In Corea del Sud non nascono più bambini e il governo di Seul le sta provando tutte per uscire da questa drammatica situazione. Anche ad elargire generosissimi incentivi per tutti i cittadini che decidono di mettere al mondo un figlio.
Stando alle stime elaborate dalla testata Al Jazeera, infatti dopo le ultime misure varate per contrastare il fenomeno delle culle vuote, nei primi anni di vita di un bambino un neo-genitore coreano può arrivare a percepire dallo Stato un cifra complessiva pari a quasi 14.000 di won (la valuta nazionale), corrispondenti a circa 10.500 dollari, tra pagamenti cash, benefit e agevolazioni.
Cifre strabilianti, soprattutto per una nazione che non ha nel welfare uno dei suoi punti di forza. La crisi delle nascite appare però così profonda da giustificare qualsiasi sforzo, anche se molti espetti dubitano che si tratti di un andazzo sostenibile a lungo.
La situazione coreana
La Corea del Sud vanta il triste primato di essere il Paese con il tasso di natalità più basso dell'intero pianeta: 0,78 per donna, ancora meno dello 0,81 registrato l'anno precedente.
Per inquadrare l'entità del problema basta pensare che in Italia – dove da anni si dibatte sul continuo tracollo della natalità – il tasso è di 1,24.
Non solo, dal 2020 i decessi hanno superato le nuove nascite (come da qualche anno avviene anche in Italia), innescando una lenta ma progressiva erosione della popolazione. Per questo il governo ha cominciato a coprire di bonus chiunque scelga di diventare genitore, a costo di svenare le casse statali.
In che modo funzionano i bonus?
Al momento della nascita del bebè, le neo-mamme ricevono subito due milioni di won (poco più di 1.500 dollari). Poi, iniziano in contributi mensili: 700mila won (528 dollari) al mese per il primo anno di vita, 350mila won (264 dollari) al mese per il secondo e 200.000 won (151 dollari) fino all'età scolare.
Dal 2024 però, i versamenti mensili per almeno i primi due anni di vita aumenteranno ulteriormente, arrivando a fissarsi a 1 milione di won per il primo anno (755 dollari) e 500mila won per il secondo (377 dollari). Senza parlare poi di ulteriori bonus per le spese mediche o i servizi di assistenza e un congedo parentale di ben 18 mesi.
Insomma, Seul non sembra badare a spese pur di riempire i reparti maternità. Nel settembre 2022 lo stesso presidente Yoon Suk Yeol ha ammesso che negli ultimi 16 anni sono già stati spesi circa 200 miliardi di euro (fonte CNN) per cercare di dare uno sprint alla natalità nazionale. I risultati però non sembrano premiare tanti sacrifici
Perché i soldi non "comprano" la natalità?
Come stiamo sperimentando anche in Italia, mettere al mondo un figlio non è una questione puramente economica, anche di prospettive e formazione culturale.

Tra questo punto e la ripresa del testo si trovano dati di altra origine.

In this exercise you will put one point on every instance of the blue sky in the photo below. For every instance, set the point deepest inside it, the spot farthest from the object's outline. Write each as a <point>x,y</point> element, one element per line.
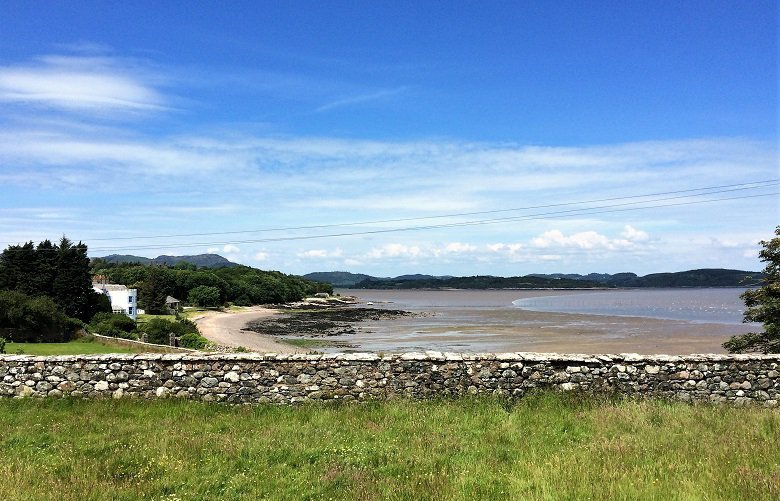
<point>387,138</point>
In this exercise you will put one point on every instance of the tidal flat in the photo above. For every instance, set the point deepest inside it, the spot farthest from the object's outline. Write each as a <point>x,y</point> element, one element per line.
<point>491,321</point>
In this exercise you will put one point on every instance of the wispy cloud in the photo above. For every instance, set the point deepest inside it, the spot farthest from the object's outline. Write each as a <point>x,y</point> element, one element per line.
<point>79,83</point>
<point>362,98</point>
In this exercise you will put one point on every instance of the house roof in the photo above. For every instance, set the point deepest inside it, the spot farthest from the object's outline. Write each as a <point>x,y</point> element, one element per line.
<point>110,287</point>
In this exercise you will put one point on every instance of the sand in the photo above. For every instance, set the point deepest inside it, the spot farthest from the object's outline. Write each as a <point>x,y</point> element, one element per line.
<point>226,328</point>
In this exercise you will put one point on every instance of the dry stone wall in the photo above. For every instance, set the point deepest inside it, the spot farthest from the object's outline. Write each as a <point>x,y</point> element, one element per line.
<point>261,378</point>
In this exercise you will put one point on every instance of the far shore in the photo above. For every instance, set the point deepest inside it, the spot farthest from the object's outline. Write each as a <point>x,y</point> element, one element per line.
<point>226,329</point>
<point>479,327</point>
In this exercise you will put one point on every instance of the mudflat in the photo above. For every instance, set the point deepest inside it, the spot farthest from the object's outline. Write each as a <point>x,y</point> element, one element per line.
<point>227,329</point>
<point>486,321</point>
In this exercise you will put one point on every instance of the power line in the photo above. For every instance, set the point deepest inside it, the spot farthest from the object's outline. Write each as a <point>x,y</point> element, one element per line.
<point>634,202</point>
<point>551,215</point>
<point>721,189</point>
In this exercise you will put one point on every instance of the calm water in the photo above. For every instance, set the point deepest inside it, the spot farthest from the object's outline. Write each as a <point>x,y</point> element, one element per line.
<point>674,321</point>
<point>720,306</point>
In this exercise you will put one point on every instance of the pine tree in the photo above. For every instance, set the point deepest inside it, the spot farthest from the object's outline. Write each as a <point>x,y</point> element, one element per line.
<point>763,305</point>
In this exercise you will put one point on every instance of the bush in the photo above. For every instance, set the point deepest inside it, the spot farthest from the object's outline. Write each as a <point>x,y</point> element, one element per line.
<point>113,325</point>
<point>204,296</point>
<point>158,330</point>
<point>193,341</point>
<point>25,319</point>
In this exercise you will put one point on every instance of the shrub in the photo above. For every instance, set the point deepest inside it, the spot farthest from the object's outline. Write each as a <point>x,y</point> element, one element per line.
<point>193,341</point>
<point>26,319</point>
<point>158,330</point>
<point>204,296</point>
<point>113,325</point>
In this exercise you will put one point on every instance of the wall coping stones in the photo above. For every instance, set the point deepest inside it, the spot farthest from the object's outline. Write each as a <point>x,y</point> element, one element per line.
<point>410,356</point>
<point>291,378</point>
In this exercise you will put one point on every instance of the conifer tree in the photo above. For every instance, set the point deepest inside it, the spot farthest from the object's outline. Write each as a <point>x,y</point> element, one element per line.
<point>763,305</point>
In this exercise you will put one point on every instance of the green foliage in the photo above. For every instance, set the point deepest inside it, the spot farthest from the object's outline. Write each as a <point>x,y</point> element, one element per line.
<point>241,285</point>
<point>204,296</point>
<point>158,330</point>
<point>193,341</point>
<point>34,319</point>
<point>763,305</point>
<point>113,325</point>
<point>61,272</point>
<point>156,286</point>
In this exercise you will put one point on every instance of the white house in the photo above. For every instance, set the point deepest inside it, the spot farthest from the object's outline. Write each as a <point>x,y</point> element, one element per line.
<point>123,300</point>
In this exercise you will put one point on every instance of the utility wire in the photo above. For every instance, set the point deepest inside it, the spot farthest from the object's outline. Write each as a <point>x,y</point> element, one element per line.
<point>540,216</point>
<point>720,189</point>
<point>634,200</point>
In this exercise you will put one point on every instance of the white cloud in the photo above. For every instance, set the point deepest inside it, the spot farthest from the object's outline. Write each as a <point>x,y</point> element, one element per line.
<point>362,98</point>
<point>632,234</point>
<point>395,250</point>
<point>590,240</point>
<point>78,83</point>
<point>320,254</point>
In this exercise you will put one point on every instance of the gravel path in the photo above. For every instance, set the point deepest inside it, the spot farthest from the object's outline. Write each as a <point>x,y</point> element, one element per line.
<point>226,328</point>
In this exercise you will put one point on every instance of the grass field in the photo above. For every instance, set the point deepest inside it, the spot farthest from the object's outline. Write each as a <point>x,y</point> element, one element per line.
<point>548,446</point>
<point>75,347</point>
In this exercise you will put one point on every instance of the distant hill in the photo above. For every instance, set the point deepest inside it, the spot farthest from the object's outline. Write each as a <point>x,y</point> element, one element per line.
<point>706,277</point>
<point>347,279</point>
<point>694,278</point>
<point>200,260</point>
<point>478,282</point>
<point>338,278</point>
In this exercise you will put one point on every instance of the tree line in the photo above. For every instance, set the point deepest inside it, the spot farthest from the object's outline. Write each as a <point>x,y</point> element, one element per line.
<point>240,285</point>
<point>46,291</point>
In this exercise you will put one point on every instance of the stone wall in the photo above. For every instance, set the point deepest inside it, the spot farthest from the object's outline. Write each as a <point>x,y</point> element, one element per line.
<point>249,377</point>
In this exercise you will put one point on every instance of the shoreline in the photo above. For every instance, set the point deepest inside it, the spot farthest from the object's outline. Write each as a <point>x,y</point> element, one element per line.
<point>227,329</point>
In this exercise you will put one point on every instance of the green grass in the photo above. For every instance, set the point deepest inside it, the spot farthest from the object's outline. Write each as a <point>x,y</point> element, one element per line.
<point>144,318</point>
<point>75,347</point>
<point>548,446</point>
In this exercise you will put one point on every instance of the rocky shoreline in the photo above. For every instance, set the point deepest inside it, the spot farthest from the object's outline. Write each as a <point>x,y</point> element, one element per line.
<point>304,321</point>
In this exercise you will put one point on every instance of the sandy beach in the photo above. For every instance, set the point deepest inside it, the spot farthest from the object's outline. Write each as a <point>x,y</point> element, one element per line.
<point>462,321</point>
<point>226,328</point>
<point>482,321</point>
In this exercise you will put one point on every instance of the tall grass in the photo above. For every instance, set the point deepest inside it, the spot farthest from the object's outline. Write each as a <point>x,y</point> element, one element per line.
<point>548,446</point>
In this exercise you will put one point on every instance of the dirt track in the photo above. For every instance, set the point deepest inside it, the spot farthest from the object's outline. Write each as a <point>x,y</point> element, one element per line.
<point>226,329</point>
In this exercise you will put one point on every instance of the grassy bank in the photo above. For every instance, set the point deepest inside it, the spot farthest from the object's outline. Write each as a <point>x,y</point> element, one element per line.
<point>546,446</point>
<point>84,346</point>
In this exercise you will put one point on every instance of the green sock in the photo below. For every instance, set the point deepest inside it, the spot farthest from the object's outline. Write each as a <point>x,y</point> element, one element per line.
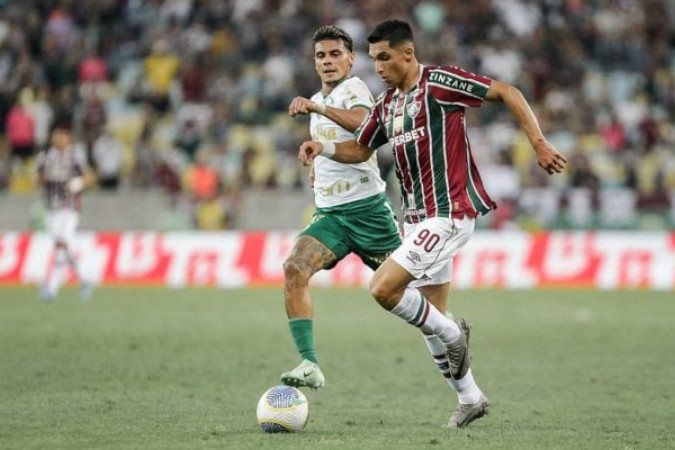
<point>302,331</point>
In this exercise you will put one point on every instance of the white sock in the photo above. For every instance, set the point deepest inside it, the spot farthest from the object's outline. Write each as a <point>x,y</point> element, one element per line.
<point>72,261</point>
<point>417,311</point>
<point>55,279</point>
<point>438,354</point>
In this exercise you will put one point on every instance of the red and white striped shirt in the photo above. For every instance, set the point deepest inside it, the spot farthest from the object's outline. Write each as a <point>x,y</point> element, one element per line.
<point>426,127</point>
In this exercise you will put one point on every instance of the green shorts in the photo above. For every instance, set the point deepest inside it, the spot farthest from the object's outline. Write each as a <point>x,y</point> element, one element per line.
<point>366,227</point>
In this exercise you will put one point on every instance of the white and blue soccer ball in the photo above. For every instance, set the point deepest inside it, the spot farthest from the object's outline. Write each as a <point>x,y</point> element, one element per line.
<point>282,409</point>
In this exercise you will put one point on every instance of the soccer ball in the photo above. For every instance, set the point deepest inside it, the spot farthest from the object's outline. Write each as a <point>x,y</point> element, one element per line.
<point>282,409</point>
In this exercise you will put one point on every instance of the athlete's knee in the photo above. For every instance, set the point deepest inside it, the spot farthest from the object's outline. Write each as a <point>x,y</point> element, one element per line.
<point>295,269</point>
<point>384,293</point>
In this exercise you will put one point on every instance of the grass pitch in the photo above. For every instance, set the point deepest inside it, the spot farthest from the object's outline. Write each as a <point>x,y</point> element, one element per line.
<point>183,369</point>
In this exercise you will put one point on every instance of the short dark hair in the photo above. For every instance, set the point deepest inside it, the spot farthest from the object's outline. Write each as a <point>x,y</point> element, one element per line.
<point>332,32</point>
<point>395,31</point>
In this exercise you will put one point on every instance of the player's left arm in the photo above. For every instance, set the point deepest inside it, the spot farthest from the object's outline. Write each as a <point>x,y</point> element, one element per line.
<point>548,157</point>
<point>349,119</point>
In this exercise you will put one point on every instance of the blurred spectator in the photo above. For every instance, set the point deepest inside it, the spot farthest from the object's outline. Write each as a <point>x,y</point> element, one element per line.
<point>189,139</point>
<point>144,160</point>
<point>218,74</point>
<point>160,68</point>
<point>202,182</point>
<point>107,156</point>
<point>92,119</point>
<point>5,166</point>
<point>167,174</point>
<point>20,128</point>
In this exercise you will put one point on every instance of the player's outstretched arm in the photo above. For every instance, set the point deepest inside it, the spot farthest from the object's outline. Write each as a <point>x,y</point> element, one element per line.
<point>349,152</point>
<point>349,119</point>
<point>548,157</point>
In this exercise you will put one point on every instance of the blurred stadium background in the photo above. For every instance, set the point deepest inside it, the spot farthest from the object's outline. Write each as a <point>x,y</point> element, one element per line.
<point>180,106</point>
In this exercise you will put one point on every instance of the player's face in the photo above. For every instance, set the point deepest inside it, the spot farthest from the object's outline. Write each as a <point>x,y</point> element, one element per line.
<point>61,139</point>
<point>332,60</point>
<point>391,63</point>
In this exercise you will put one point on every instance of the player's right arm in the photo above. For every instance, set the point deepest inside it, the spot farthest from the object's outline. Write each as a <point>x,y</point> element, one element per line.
<point>348,152</point>
<point>349,119</point>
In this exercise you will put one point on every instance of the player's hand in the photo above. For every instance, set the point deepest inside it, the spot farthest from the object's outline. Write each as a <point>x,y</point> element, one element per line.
<point>301,105</point>
<point>75,185</point>
<point>549,158</point>
<point>308,151</point>
<point>311,176</point>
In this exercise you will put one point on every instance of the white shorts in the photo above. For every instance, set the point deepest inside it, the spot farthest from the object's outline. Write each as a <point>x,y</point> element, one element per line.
<point>62,224</point>
<point>429,248</point>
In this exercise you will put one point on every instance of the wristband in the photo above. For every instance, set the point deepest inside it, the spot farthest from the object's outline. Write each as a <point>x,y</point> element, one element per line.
<point>328,148</point>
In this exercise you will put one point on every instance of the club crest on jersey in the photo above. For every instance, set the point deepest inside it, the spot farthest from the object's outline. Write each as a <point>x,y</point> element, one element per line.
<point>414,108</point>
<point>414,257</point>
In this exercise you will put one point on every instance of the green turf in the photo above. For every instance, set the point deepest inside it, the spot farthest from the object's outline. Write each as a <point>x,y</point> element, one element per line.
<point>183,369</point>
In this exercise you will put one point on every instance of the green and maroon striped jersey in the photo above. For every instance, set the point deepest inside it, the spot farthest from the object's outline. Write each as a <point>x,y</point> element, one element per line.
<point>426,127</point>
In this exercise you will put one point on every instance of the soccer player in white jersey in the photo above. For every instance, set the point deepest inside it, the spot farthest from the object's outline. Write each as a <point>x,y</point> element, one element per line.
<point>422,115</point>
<point>352,214</point>
<point>63,173</point>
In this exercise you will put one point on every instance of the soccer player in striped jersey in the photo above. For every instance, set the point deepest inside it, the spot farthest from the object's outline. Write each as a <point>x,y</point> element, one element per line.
<point>352,214</point>
<point>422,114</point>
<point>63,174</point>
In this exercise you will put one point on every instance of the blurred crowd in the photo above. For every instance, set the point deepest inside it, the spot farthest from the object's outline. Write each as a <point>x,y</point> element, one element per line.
<point>190,97</point>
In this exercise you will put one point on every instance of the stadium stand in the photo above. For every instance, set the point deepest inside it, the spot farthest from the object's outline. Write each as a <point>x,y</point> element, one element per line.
<point>173,82</point>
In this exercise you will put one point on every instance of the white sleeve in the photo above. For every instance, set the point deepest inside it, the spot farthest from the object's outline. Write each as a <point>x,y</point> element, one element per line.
<point>356,94</point>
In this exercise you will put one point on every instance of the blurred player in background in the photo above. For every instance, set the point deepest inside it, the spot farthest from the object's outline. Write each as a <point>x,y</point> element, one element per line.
<point>63,174</point>
<point>423,115</point>
<point>352,214</point>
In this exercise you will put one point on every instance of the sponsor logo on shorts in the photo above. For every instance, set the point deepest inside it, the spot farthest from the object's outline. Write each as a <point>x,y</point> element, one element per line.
<point>414,257</point>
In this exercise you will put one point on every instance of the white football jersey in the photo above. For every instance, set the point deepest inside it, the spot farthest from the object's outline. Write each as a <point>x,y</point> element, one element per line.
<point>337,183</point>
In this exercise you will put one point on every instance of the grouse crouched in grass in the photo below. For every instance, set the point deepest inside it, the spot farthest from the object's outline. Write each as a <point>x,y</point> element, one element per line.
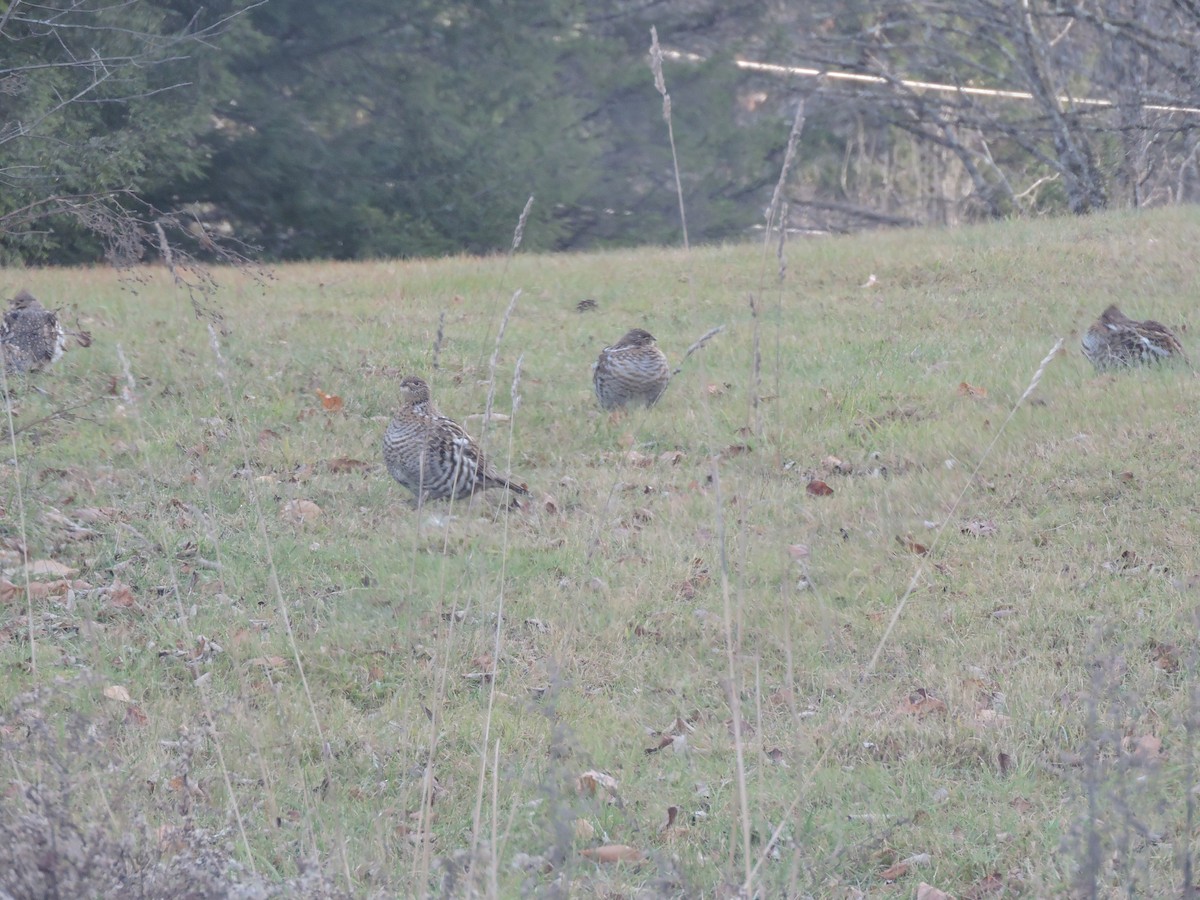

Nel caso della Corea del Sud, ad esempio, la carriera e il mantenimento di un alto di un certo vita appiano ben più appetibili rispetto al dedicarsi per anni alla crescite e all'educazione di uno o più figli.
La società coreana si è infatti basata per decenni su dinamiche di estrema competitività e una marcata disuguaglianza di genere. Il risultato? Si sono fissati elevatissimi standard in termini di prestazione sia scolastiche che professionali, cosa che ha fatto schizzare alle stelle i costi per le scuole (tutti vogliono mandare i propri figli agli istituiti più prestigiosi) e ha reso difficile la conciliazione carriera/famiglia.
Un mix letale se combinato con un costo della vita mediamente elevato.
Non solo: le donne desiderose di emancipazione hanno visto nella maternità un freno alle proprie aspirazioni, visto che per emergere occorre faticare e lavorare molto più degli uomini.
Come ben mostrato da un recente sondaggio dalla Korean Association for Social Welfare Studies infatti, solamente il 4% delle giovani intervistate ha affermato di considerare l'essere madre e sposa come una parte fondamentale del proprio futuro. Più della metà del campione, invece ha espresso il desiderio di non avere figli o unirsi ufficialmente in una relazione stabile.